For this project, teams of 3 were tasked with developing a machine capable of climbing a “ladder” constructed from a wire shelf propped vertically. The design for this climber was required to be centered around the use of a 4-bar linkage, and was to be constructed from 0.25in thick crafting plywood and assembled using clevis fasteners. Bushings of various materials were available to build hinges into the construction and reduce cost, as they are much less expensive than ball bearings. My team made use of the Robert’s mechanism, a 4-bar linkage that provides linear motion. We used a 2-platform design with weighted hooks which automatically deploy, keeping the machine hooked to the wires that form the ladder. In the end, our machine performed smoothly and very effectively, remaining extremely stable throughout its full ascent.

Design

The main mechanism in this design is the Robert’s linkage, a four-bar linkage that produces linear motion. A demonstration of the linkage can be seen in the video below. The full climber design can be imagined as consisting of 2 platforms, a main platform and a sliding platform. Each platform features 2 rows of 5 hooks, spaced such that all of them engage the ladder together.

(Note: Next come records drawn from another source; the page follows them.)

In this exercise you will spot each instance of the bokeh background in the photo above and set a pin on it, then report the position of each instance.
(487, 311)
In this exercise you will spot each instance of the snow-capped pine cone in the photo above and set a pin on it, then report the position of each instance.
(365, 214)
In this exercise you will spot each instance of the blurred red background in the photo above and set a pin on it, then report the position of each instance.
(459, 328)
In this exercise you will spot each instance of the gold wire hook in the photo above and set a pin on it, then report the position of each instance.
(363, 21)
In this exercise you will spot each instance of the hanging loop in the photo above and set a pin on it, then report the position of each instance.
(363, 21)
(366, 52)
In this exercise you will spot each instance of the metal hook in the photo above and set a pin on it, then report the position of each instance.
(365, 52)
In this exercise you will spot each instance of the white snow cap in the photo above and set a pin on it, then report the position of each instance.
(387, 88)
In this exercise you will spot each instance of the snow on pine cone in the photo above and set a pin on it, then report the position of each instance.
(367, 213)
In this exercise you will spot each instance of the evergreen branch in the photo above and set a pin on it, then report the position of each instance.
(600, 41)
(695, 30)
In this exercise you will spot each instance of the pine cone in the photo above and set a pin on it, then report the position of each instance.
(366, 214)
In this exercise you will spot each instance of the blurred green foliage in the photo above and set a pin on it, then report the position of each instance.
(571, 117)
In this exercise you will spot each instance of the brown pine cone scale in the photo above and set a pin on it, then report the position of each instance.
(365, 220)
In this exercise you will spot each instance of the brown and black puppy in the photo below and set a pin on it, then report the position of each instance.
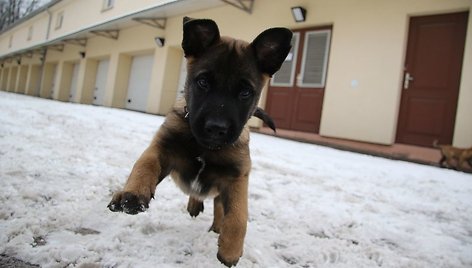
(453, 157)
(204, 142)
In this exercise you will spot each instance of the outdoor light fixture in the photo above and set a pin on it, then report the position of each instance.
(299, 14)
(159, 41)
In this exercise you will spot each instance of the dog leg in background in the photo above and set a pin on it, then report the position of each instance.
(141, 184)
(194, 206)
(261, 114)
(218, 214)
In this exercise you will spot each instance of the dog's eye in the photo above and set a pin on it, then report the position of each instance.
(245, 93)
(203, 83)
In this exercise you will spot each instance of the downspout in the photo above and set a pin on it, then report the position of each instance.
(43, 56)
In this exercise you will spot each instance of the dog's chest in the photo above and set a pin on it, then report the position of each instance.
(201, 176)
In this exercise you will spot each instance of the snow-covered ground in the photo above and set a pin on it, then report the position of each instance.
(310, 206)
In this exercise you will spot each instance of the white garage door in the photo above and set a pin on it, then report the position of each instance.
(73, 83)
(139, 80)
(100, 82)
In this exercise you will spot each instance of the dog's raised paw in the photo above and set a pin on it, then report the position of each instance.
(227, 262)
(129, 203)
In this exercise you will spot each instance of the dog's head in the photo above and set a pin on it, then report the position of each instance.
(225, 78)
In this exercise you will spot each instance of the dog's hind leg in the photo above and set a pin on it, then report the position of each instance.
(218, 214)
(194, 206)
(234, 224)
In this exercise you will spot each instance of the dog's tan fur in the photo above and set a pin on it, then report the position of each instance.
(230, 225)
(204, 141)
(453, 157)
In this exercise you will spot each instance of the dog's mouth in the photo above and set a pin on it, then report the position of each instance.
(214, 135)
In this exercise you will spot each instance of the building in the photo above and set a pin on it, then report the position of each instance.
(378, 71)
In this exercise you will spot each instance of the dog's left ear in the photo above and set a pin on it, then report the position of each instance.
(199, 34)
(271, 48)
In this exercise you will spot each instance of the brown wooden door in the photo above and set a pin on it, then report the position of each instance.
(431, 79)
(295, 96)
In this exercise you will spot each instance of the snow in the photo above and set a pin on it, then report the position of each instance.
(310, 206)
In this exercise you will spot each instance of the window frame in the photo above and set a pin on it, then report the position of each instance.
(294, 64)
(325, 60)
(59, 20)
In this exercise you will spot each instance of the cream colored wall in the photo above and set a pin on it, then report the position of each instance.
(83, 14)
(463, 128)
(138, 40)
(20, 34)
(368, 45)
(32, 79)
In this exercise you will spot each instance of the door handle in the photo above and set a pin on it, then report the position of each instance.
(406, 80)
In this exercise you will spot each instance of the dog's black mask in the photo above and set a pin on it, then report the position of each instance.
(225, 78)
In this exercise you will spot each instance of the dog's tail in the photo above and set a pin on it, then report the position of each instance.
(261, 114)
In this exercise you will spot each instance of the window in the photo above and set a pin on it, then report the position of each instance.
(59, 19)
(315, 59)
(309, 70)
(30, 33)
(108, 4)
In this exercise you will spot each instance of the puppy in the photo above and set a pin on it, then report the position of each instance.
(204, 141)
(452, 154)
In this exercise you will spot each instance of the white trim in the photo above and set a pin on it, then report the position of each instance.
(296, 35)
(59, 20)
(108, 4)
(325, 62)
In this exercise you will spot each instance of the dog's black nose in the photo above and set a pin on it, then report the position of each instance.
(216, 129)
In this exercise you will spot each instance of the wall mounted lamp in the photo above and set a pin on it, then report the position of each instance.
(299, 14)
(159, 41)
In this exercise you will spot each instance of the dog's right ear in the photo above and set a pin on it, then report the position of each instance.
(199, 34)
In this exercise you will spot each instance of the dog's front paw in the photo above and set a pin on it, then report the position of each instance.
(229, 261)
(129, 203)
(228, 253)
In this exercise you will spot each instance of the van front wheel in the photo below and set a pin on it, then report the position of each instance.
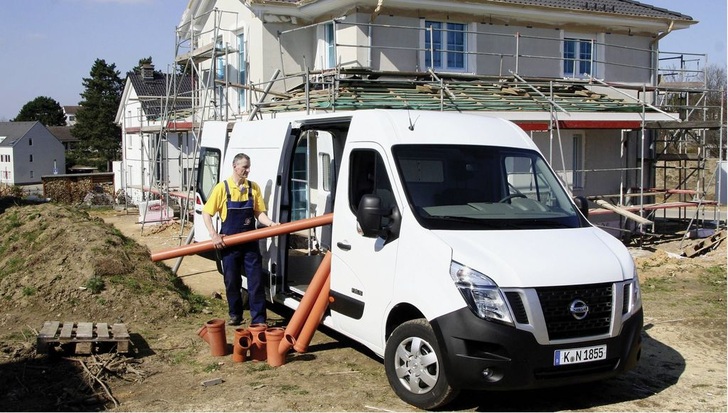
(414, 366)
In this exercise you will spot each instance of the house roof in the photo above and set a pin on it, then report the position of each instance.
(63, 133)
(153, 92)
(13, 131)
(620, 7)
(514, 98)
(71, 110)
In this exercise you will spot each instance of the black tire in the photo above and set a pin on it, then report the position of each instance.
(414, 366)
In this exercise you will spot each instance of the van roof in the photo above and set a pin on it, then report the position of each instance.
(392, 127)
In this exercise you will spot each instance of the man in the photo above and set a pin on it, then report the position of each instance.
(239, 202)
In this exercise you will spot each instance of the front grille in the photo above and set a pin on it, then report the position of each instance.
(519, 310)
(561, 324)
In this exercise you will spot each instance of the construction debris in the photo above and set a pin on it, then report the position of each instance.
(704, 245)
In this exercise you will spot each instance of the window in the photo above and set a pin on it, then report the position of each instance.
(578, 57)
(445, 45)
(368, 175)
(577, 162)
(326, 53)
(220, 60)
(209, 170)
(241, 67)
(299, 181)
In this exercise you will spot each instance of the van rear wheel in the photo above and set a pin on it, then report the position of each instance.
(414, 366)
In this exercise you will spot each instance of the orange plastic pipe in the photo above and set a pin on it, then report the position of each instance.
(244, 237)
(314, 318)
(299, 317)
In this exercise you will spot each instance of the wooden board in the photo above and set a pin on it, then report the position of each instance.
(84, 336)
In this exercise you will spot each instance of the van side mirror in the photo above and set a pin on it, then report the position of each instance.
(583, 205)
(369, 215)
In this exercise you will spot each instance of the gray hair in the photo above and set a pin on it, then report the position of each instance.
(239, 157)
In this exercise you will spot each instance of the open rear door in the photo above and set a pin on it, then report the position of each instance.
(212, 150)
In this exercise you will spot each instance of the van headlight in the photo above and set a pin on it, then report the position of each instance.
(635, 294)
(483, 296)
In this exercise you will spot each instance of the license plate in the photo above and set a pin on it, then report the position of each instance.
(580, 355)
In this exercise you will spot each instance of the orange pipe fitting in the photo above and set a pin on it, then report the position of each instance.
(314, 318)
(244, 237)
(241, 344)
(216, 337)
(274, 336)
(258, 350)
(294, 327)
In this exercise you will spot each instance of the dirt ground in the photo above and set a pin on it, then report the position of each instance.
(49, 254)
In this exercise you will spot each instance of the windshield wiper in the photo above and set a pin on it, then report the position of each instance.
(539, 223)
(489, 223)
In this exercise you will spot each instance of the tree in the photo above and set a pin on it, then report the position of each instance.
(95, 126)
(44, 110)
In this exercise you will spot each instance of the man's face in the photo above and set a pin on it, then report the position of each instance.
(241, 169)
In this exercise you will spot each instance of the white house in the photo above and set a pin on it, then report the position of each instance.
(28, 150)
(580, 77)
(157, 148)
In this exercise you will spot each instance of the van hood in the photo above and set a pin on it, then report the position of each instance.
(536, 258)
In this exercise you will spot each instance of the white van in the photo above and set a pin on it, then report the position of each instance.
(457, 254)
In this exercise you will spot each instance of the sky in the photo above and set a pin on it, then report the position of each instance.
(47, 47)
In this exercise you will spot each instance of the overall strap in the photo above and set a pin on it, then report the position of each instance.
(227, 190)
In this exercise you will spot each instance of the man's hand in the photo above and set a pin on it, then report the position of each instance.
(217, 241)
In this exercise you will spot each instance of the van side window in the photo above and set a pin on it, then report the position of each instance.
(209, 171)
(368, 175)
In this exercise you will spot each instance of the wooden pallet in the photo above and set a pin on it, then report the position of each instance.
(84, 336)
(704, 245)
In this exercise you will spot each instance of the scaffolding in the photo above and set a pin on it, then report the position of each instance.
(678, 145)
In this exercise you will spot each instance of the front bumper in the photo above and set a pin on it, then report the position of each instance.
(483, 355)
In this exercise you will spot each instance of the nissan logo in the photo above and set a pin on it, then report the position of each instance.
(578, 309)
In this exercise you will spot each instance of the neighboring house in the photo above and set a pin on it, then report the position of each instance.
(158, 148)
(70, 112)
(28, 150)
(63, 134)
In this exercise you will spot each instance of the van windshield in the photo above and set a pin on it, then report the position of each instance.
(483, 187)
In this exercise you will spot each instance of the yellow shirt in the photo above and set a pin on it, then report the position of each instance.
(217, 202)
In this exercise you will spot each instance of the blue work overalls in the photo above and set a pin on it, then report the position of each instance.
(241, 217)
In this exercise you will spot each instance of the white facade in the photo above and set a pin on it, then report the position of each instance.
(27, 152)
(153, 159)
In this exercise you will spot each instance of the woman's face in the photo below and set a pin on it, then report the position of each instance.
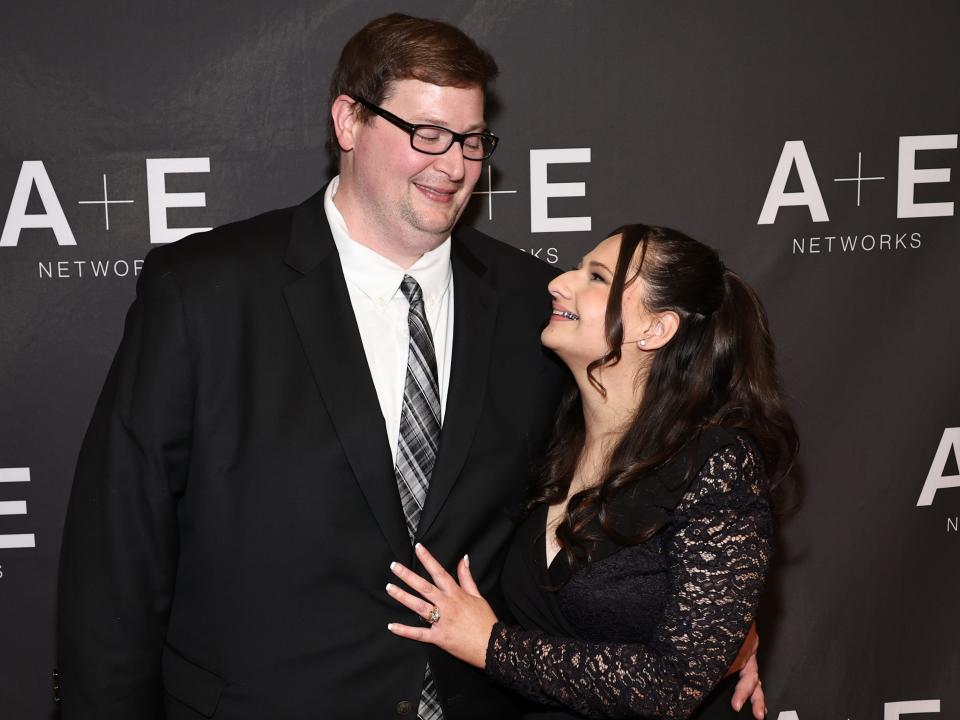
(576, 329)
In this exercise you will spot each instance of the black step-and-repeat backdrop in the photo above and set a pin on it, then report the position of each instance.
(815, 144)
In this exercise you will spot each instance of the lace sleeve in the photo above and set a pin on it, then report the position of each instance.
(718, 554)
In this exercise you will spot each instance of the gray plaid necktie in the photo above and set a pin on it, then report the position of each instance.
(418, 443)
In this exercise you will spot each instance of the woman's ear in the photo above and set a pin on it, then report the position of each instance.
(345, 121)
(663, 326)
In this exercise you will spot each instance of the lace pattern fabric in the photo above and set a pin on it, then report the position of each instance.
(717, 550)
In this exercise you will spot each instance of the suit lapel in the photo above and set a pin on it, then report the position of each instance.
(474, 313)
(320, 306)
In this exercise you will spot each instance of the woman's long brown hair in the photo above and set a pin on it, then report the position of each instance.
(718, 369)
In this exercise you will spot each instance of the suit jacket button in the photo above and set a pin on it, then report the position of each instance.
(404, 707)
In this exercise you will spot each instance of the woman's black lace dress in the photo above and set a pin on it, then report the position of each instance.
(649, 629)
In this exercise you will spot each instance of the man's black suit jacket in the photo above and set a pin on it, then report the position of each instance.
(235, 509)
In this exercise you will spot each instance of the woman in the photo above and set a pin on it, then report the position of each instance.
(638, 568)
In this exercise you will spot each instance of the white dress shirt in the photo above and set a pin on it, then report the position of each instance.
(381, 311)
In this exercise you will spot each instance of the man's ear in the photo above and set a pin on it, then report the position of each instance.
(345, 121)
(663, 326)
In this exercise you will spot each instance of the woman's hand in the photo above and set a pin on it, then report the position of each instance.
(465, 619)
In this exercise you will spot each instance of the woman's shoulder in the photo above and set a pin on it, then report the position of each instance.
(730, 467)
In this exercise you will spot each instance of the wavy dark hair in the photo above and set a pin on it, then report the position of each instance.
(719, 369)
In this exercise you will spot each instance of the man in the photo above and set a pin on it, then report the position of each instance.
(268, 438)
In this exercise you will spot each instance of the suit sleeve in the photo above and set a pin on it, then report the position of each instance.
(119, 552)
(718, 556)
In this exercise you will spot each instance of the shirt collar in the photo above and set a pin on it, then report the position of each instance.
(376, 276)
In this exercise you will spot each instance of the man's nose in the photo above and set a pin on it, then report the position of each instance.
(452, 162)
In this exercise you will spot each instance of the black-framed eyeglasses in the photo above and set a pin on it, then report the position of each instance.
(436, 140)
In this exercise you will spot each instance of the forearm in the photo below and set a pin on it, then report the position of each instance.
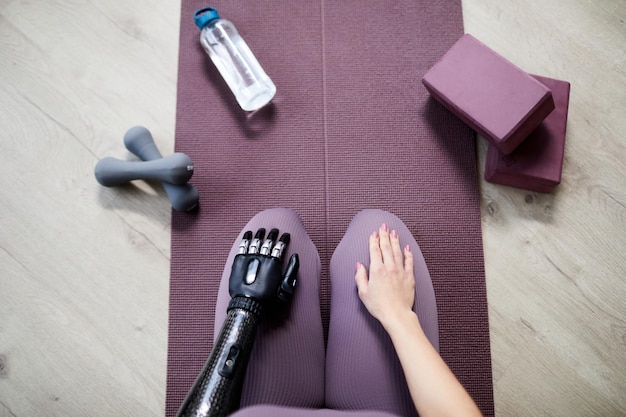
(434, 388)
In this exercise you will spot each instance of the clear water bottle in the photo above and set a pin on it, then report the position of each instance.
(234, 60)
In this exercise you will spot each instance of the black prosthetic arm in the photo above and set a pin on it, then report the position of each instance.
(256, 281)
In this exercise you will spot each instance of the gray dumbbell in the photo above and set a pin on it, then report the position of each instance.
(175, 169)
(138, 140)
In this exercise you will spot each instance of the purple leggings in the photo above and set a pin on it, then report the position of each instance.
(290, 373)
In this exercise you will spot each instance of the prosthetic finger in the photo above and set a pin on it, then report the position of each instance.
(269, 242)
(280, 247)
(245, 243)
(255, 245)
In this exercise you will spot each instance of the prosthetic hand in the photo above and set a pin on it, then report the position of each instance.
(256, 282)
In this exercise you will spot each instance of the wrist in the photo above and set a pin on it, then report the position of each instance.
(401, 322)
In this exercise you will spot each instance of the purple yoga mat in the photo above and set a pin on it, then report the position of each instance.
(351, 127)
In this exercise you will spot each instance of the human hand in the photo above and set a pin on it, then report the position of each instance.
(389, 291)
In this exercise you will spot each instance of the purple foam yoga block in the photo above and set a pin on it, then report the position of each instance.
(537, 163)
(491, 95)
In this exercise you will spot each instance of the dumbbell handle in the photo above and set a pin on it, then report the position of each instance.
(176, 169)
(138, 140)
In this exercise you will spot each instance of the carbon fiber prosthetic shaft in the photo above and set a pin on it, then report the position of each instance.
(217, 389)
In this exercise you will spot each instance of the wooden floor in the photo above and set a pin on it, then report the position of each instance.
(84, 270)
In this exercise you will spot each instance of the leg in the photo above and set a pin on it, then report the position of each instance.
(287, 362)
(362, 368)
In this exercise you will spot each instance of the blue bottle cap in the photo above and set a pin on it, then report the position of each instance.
(204, 16)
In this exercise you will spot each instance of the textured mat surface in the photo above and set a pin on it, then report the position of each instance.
(351, 127)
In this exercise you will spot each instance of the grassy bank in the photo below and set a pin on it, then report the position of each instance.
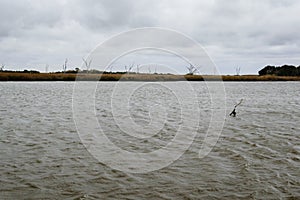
(4, 76)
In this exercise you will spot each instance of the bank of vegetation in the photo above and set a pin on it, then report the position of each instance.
(17, 76)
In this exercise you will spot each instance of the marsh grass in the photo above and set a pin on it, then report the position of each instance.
(5, 76)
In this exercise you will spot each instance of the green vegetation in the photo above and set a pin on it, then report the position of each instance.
(17, 76)
(285, 70)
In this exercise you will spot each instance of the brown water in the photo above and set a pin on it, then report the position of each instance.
(257, 155)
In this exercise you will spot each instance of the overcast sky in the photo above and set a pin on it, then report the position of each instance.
(245, 34)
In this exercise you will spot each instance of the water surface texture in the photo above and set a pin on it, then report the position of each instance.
(257, 155)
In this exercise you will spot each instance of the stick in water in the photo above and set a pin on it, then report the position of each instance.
(233, 113)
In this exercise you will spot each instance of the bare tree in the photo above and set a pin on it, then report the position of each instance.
(130, 68)
(87, 63)
(65, 65)
(238, 71)
(137, 69)
(46, 68)
(2, 67)
(192, 69)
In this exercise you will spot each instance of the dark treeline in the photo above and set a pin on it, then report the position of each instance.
(285, 70)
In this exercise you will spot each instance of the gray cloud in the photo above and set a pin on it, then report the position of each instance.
(249, 34)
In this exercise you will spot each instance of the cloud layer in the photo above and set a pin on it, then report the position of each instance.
(248, 34)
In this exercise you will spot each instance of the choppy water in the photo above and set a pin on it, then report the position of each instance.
(257, 155)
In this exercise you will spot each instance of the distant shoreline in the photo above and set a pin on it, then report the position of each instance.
(4, 76)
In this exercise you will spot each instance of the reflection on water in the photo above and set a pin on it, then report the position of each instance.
(257, 155)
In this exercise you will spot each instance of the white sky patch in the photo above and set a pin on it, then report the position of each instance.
(235, 33)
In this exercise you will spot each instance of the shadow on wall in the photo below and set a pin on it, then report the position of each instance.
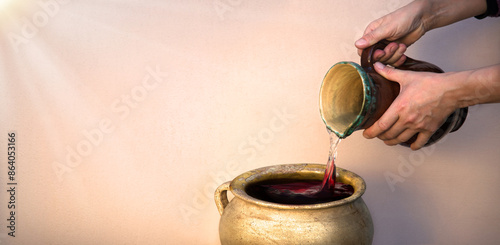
(400, 213)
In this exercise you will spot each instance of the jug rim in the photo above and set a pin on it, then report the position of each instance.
(367, 103)
(238, 184)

As the platforms move in relation to one another, one remains hooked to the ladder while the other reaches upward. The guides used for the sliding mechanics (orange in the CAD model below) are made from acrylic to minimize friction, and are sandwiched between ball bearings to keep them on track. The hooks (black) are also made of acrylic to ensure they slide smoothly on the surface of the ladder when they retract during ascent. The rounded protrusion on the hooks with the small hole are used to weight the hooks for consistent deployment. Small M3 screws were threaded into the small holes for this purpose. A single gearmotor drives the mechanism via belt and pulley (grey). This drive shaft was made from aluminum to maximize torsion resistance with little addition of weight, and was epoxied to the input members of both the left and right Robert’s linkages that form the framework of the machine.

A CAD design assembly, modeled in SolidWorks, depicting the full construction of the ladder climber.

Performance

Below is a video demonstrating the machine’s performance. In the end, of seven total designs, this was the only capable of ascending the full length of the ladder (as shown in the video). The excess of hooks kept the machine well secured to the ladder, with no sign of any problems. The hooks deployed consistently, and the platform sliders performed smoothly. The greatest problem with this design was weight, this being a very relatively heavy machine. We saw this problem in powering the machine, as it grew sluggish after only approximately 10 minutes.